第51話 仲間
「獲得経験値が2倍っ? 本当かそれ?」
『もっちろん。おいら嘘はつかないよ』
とメタリックスライムが答える。
自分と仲間になるとモンスターのアイテムドロップ率と獲得経験値が2倍になるとメタリックスライムは言うが……にわかには信じられない。
俺の仲間になりたいがためのでまかせかもしれないし。
しかし一刻も早くレベルを上げたい俺からしてみれば、アイテムドロップ率2倍はさておき、獲得経験値が2倍になるというのはかなり心を揺り動かされる。
『ねっ、だからいいでしょ。おいらを仲間にしてよっ』
「う~ん、今考えてるからちょっと待ってくれ」
『何を考えることがあるのさ、迷うことなんてないでしょっ。おいらを仲間にするだけで獲得経験値が2倍だよ、こんな好条件ほかにないよっ』
至極真っ当な意見を口にするメタリックスライム。
たしかにこいつの言う通りなのだが……いかんせん俺は一人で行動したいのだ。
俺が返答に詰まっていると、
『ねぇ、もしかしてだけど……』
とメタリックスライムが声のトーンを落として訊ねてくる。
『善って友達いないの?』
「な、なんだよいきなりっ!?」
不意に図星を突かれ俺は挙動不審になってしまう。
目を泳がせ、手をばたつかせながら、
「そ、そんなわけないだろっ」
とモンスター相手に見栄を張った。
『そっか。そうだよね。ごめん善。てっきり善って友達を作るのが怖いのかと思っちゃったよ。えっへへ、ごめんねっ』
「ははは、こ、怖いわけないだろ。馬鹿だなぁ」
言いつつ口元が震えているのが自分でわかる。
『だったらやっぱり問題ないよね。おいらが仲間になってもさっ』
「あ、ああ、うん、まあ……そうだな」
『へへ、やった! じゃあ今からおいらたちは仲間だよっ。
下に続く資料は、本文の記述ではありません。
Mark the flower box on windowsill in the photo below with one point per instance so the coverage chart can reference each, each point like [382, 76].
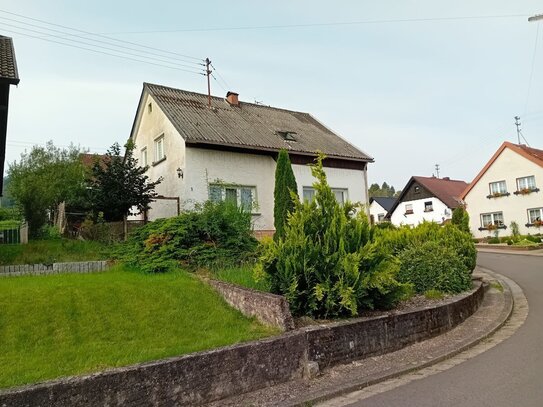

よろしくね、善っ!』
「あ、ああ、そ、うん、よ、よろしく、メタ……メタ……」
『メタリンでもメタランでもメタムンでも好きに呼んでいいよっ』
「え、え~っと、じゃあ……メタムンで」
俺は頭の中が真っ白だったので適当に呼び名を決めていた。
『メタムンだね、オッケー!』
言うとくるりと空中で一回転する。
『まあ、大船に乗ったつもりで任せてよっ!』
「そ、そうだな、頼む……よ」
こうしてメタリックスライムのメタムンは俺と行動をともにすることになったのだった。